Abram and Lot had both prospered so much in Egypt that Abram suggested that they should split up, rather than stay together and witness their herdsmen continue to fight over limited grazing lands. Also there were dangerous peoples living close by to where they were, and so it would have been dangerous for Abram and Lot to be in conflict whilst the Canaanites (descendants of Ham) and Perizzites (possibly meaning, ‘country dwellers’) were about. Lot was given first choice and he went towards the lush valleys beside the cities of Sodom and Gomorrah. What Lot probably did not know until he had moved there, was just how wicked the men of Sodom and Gomorrah were. When we give preference to others over ourselves the Lord often honours our selflessness with rewards that our natural senses are unable to foresee.
As soon as Lot was out of sight the Lord spoke to Abram and told him to take a good look in every direction since all this land would be for him and his descendants.
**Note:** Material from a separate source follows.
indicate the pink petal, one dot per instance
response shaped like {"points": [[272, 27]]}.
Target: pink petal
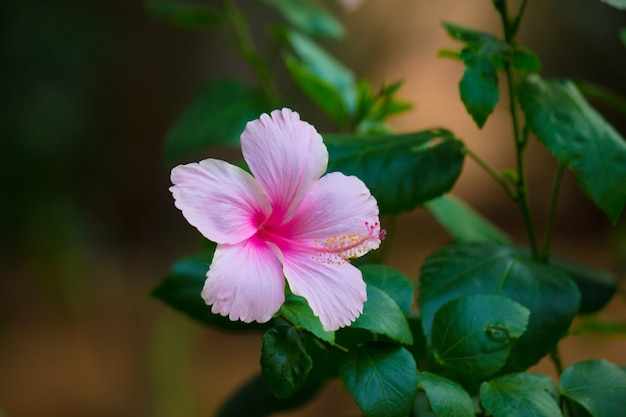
{"points": [[225, 203], [335, 292], [245, 282], [286, 155], [339, 211]]}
The Lord said that Abram’s descendants, presently just Isaac and an estranged Ishmael, would be like the dust of the earth, way too many to number. (This passage has parallels to Isaiah chapter 6 where Isaiah was in close company with the king Uzziah, and it was not until Uzziah died that the Lord chose to grant Isaiah a deeper revelation of Himself and His call on Isaiah.)
Abram moved south to ancient Hebron (just south of Jerusalem) where he again first built an altar to the Lord.
Lord grant us wisdom to make our worship of You and the pursuit of Your blessing our highest priorities.